What is the best part of the Ben & Jerry’s factory tour in Vermont? The actual outdoor graveyard of dead flavors. Obviously. 

Does Sadboy have a graveyard of flavor failure? Yes. Metaphorically speaking. 

What’s in it, metaphorically? Gummy Shark, for one. “It was a kind of a blue raspberry mango with a marshmallow swirl throughout. It was a little sweet,” Kimball said. “I might make it again. I’ve learned a lot since then.” 

How many drops of natural banana coloring must Verhulst drip into the base for a hundred pints of Nana’s No-Bake? 64. 

What happens when his mind wanders after drop 33? “We blame Dan. And then we have to throw it away.” 

Is there another reason one flavor is called New Year’s Grieve? Glad you asked. The biggest portion of Sadboys’ charity work involves a New Year’s Eve fundraiser to support the Trevor Project, which focuses on suicide prevention among LGBTQ youth. 

“Inherent to the Sadboy brand is a conversation about mental health,” Kimball said.  “We keep it light-hearted. But just having that kind of conversation about it is really important to me. So we’re going to continue to do that on New Year’s Eve, because that’s when the most suicides are committed.”

What is Adam Yala’s favorite customer story? “This guy was getting the ice cream for his wife at pickup, and was kind of annoyed by the fact that the ice cream was pricey and that it was harder to get, and so on. And I gave him a pint of Smoky Peach Cobbler, and I explained the background to him. And he had a son who was a Boy Scout, so he was very familiar with what we were trying to do. And he came back the next week, and his attitude was completely different. He was like, I get it, you know? Like, I also had that experience …being transported to a different time.” 

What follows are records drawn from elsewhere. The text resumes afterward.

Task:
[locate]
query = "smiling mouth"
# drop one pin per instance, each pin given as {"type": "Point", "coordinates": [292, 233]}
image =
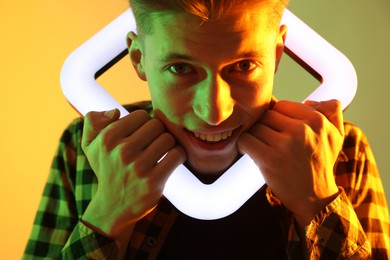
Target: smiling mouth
{"type": "Point", "coordinates": [213, 138]}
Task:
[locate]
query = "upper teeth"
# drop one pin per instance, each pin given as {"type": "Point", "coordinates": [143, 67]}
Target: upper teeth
{"type": "Point", "coordinates": [214, 137]}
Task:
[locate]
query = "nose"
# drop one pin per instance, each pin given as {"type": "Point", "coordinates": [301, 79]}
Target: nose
{"type": "Point", "coordinates": [213, 102]}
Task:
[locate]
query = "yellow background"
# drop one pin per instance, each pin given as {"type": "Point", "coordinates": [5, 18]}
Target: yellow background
{"type": "Point", "coordinates": [36, 37]}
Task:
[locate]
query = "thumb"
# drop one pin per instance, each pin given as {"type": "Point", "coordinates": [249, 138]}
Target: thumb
{"type": "Point", "coordinates": [332, 110]}
{"type": "Point", "coordinates": [95, 122]}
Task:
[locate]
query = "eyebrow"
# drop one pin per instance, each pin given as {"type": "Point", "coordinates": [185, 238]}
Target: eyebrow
{"type": "Point", "coordinates": [177, 56]}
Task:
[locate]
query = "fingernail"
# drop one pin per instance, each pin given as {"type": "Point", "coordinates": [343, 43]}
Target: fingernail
{"type": "Point", "coordinates": [110, 113]}
{"type": "Point", "coordinates": [312, 103]}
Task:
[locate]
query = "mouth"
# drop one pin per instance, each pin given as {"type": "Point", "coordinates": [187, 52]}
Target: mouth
{"type": "Point", "coordinates": [213, 138]}
{"type": "Point", "coordinates": [214, 142]}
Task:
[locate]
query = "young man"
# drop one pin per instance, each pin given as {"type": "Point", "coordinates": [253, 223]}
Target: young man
{"type": "Point", "coordinates": [210, 67]}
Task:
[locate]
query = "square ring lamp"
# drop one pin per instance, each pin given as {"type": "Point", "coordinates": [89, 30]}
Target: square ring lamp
{"type": "Point", "coordinates": [230, 191]}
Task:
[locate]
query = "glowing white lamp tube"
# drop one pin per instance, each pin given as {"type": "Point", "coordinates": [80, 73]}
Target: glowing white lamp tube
{"type": "Point", "coordinates": [244, 178]}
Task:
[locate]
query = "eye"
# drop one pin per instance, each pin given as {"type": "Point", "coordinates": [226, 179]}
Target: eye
{"type": "Point", "coordinates": [181, 68]}
{"type": "Point", "coordinates": [244, 66]}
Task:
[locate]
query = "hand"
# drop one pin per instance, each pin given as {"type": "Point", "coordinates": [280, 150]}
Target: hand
{"type": "Point", "coordinates": [296, 146]}
{"type": "Point", "coordinates": [124, 155]}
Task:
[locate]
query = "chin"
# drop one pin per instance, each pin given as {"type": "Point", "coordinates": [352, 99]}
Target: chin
{"type": "Point", "coordinates": [211, 166]}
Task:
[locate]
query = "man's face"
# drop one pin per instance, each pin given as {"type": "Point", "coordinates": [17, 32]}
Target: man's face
{"type": "Point", "coordinates": [211, 81]}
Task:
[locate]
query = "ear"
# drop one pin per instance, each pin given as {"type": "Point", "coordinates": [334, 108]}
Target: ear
{"type": "Point", "coordinates": [281, 38]}
{"type": "Point", "coordinates": [135, 53]}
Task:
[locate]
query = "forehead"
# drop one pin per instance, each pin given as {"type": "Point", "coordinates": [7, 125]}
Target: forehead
{"type": "Point", "coordinates": [235, 31]}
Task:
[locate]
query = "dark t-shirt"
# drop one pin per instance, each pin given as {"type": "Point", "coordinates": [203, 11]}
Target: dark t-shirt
{"type": "Point", "coordinates": [252, 232]}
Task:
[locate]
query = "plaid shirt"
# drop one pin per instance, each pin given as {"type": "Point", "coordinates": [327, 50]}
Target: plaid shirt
{"type": "Point", "coordinates": [354, 225]}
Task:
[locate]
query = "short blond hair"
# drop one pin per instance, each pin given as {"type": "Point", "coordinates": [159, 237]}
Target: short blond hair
{"type": "Point", "coordinates": [206, 10]}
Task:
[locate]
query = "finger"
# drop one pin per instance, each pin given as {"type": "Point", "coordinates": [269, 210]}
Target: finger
{"type": "Point", "coordinates": [169, 163]}
{"type": "Point", "coordinates": [248, 144]}
{"type": "Point", "coordinates": [265, 133]}
{"type": "Point", "coordinates": [293, 109]}
{"type": "Point", "coordinates": [277, 121]}
{"type": "Point", "coordinates": [127, 125]}
{"type": "Point", "coordinates": [332, 110]}
{"type": "Point", "coordinates": [95, 122]}
{"type": "Point", "coordinates": [149, 157]}
{"type": "Point", "coordinates": [141, 139]}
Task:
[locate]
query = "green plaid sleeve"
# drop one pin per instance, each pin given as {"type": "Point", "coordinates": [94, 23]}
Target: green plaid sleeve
{"type": "Point", "coordinates": [57, 232]}
{"type": "Point", "coordinates": [71, 184]}
{"type": "Point", "coordinates": [86, 244]}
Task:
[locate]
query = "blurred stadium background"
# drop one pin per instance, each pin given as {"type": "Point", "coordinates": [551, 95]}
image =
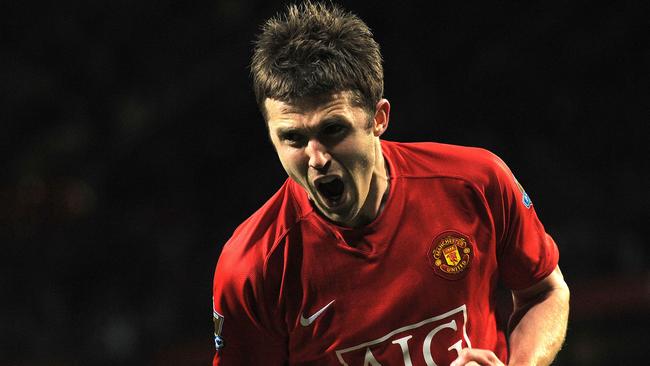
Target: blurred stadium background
{"type": "Point", "coordinates": [132, 147]}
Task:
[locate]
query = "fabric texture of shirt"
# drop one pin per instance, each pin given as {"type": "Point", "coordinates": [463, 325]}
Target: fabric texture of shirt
{"type": "Point", "coordinates": [413, 287]}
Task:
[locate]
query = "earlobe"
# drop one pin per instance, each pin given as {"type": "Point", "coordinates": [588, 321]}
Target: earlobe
{"type": "Point", "coordinates": [382, 115]}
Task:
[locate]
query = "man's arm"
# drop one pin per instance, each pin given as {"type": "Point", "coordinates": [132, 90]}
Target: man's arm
{"type": "Point", "coordinates": [538, 324]}
{"type": "Point", "coordinates": [539, 320]}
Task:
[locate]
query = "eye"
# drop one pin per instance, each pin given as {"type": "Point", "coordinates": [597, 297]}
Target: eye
{"type": "Point", "coordinates": [291, 138]}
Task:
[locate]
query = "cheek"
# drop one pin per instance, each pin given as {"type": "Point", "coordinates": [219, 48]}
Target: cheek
{"type": "Point", "coordinates": [294, 164]}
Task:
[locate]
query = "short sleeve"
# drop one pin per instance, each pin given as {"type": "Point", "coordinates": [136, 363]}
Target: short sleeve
{"type": "Point", "coordinates": [247, 327]}
{"type": "Point", "coordinates": [526, 254]}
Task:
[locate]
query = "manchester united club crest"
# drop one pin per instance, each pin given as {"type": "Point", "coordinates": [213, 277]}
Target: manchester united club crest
{"type": "Point", "coordinates": [451, 255]}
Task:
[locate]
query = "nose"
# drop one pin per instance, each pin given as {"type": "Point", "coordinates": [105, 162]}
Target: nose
{"type": "Point", "coordinates": [319, 158]}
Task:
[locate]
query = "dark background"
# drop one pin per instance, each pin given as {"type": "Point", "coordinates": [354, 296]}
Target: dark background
{"type": "Point", "coordinates": [132, 147]}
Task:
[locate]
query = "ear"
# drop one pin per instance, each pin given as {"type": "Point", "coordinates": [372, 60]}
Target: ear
{"type": "Point", "coordinates": [382, 115]}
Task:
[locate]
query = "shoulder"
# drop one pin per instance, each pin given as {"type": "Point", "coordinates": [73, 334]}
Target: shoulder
{"type": "Point", "coordinates": [253, 242]}
{"type": "Point", "coordinates": [429, 159]}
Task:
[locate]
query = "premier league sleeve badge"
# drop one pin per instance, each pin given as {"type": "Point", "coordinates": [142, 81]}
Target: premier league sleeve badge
{"type": "Point", "coordinates": [218, 326]}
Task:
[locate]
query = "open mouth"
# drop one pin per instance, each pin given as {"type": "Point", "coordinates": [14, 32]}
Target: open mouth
{"type": "Point", "coordinates": [331, 188]}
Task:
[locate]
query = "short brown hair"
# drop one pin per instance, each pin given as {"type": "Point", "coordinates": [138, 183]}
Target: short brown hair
{"type": "Point", "coordinates": [316, 49]}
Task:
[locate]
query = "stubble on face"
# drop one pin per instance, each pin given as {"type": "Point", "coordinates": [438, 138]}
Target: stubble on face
{"type": "Point", "coordinates": [328, 139]}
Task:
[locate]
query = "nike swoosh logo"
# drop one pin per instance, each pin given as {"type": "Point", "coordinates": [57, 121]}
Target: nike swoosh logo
{"type": "Point", "coordinates": [305, 322]}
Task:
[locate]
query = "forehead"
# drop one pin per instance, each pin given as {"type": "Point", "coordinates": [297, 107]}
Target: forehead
{"type": "Point", "coordinates": [311, 110]}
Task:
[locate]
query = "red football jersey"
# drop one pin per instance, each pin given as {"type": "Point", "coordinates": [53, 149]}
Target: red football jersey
{"type": "Point", "coordinates": [411, 288]}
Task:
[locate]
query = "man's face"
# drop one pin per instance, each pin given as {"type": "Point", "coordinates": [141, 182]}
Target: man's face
{"type": "Point", "coordinates": [331, 148]}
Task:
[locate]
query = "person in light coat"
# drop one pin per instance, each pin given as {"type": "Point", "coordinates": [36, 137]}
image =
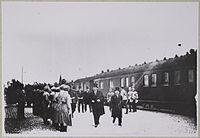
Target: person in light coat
{"type": "Point", "coordinates": [130, 99]}
{"type": "Point", "coordinates": [124, 95]}
{"type": "Point", "coordinates": [97, 101]}
{"type": "Point", "coordinates": [64, 102]}
{"type": "Point", "coordinates": [135, 99]}
{"type": "Point", "coordinates": [116, 104]}
{"type": "Point", "coordinates": [109, 95]}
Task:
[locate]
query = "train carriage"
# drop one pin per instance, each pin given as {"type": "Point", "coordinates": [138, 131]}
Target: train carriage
{"type": "Point", "coordinates": [165, 85]}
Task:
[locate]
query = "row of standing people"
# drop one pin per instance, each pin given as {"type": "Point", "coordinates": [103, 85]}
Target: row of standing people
{"type": "Point", "coordinates": [59, 104]}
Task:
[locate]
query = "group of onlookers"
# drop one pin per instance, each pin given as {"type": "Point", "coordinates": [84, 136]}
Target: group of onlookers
{"type": "Point", "coordinates": [57, 103]}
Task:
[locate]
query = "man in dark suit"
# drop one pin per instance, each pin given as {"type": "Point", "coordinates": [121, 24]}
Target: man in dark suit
{"type": "Point", "coordinates": [87, 99]}
{"type": "Point", "coordinates": [80, 99]}
{"type": "Point", "coordinates": [97, 104]}
{"type": "Point", "coordinates": [74, 98]}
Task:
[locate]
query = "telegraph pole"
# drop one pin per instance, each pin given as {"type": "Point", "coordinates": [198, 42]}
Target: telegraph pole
{"type": "Point", "coordinates": [22, 74]}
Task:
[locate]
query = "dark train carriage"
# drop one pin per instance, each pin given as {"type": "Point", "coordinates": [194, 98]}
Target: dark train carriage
{"type": "Point", "coordinates": [167, 85]}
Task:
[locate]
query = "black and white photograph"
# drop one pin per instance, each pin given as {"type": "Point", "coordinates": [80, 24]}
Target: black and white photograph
{"type": "Point", "coordinates": [100, 68]}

Is there any big-name ice cream brand Sadboys admit to eating? Smirks all around. 

“We’ve kind of ruined ice cream for ourselves,” Kimball admits. “But that’s OK, other people tell us we’ve ruined ice cream for them as well.”

A pile of lids wait their turn to cover pints of ice cream at Sadboy Creamery. (Kathryn Scott, Special to The Colorado Sun)

How long was the awkward pause before the Sadboys finally stopped smirking and named one edible brand? About 10 seconds longer than would have been polite. 

So? Which brand? “I mean, I’m not mad about a pint of Häagen-Dazs, specifically their strawberry,” Kimball said. “My husband’s favorite is (Ben and Jerry’s) Cherry Garcia.”

Is there a bottom to the “sad” puns? There is not. Kimball is working on an update to a past watermelon-flavored drop. Quite good, actually, but some room for improvement. The name? Melon-choly Mint. 

Has anyone famous bought their ice cream? Not that they know of. 

What famous person would they want to buy their ice cream? Kristen Wiig. Kristen Wiig starred in a campy comedy critics quite liked called “Barb and Star Go to Vista del Mar,” that was buried by COVID but has a loyal streaming following. The Sadboys watch it over and over again because it makes them not-sad. They have named kitchen machines after “Barb and Star” characters. 

The three small gelato machines Kimball started with and still uses for new flavor testing are Barb, Star and Edgar. The two larger mixing machines are named Trish and Tommy.

“So if Kristen Wiig wants a pint  …,” Kimball begins. “That would be SW-eet,” Verhulst finishes.

Gov. Jared Polis is famous. Sort of. What if he declared a Capitol ice cream emergency at 14th and Sherman and sent a state trooper down to jump the line at 13th and Sherman for a pint of Cereal-ously Sad? 

“We would let him know,” Kimball said, “that he can go online on Mondays.”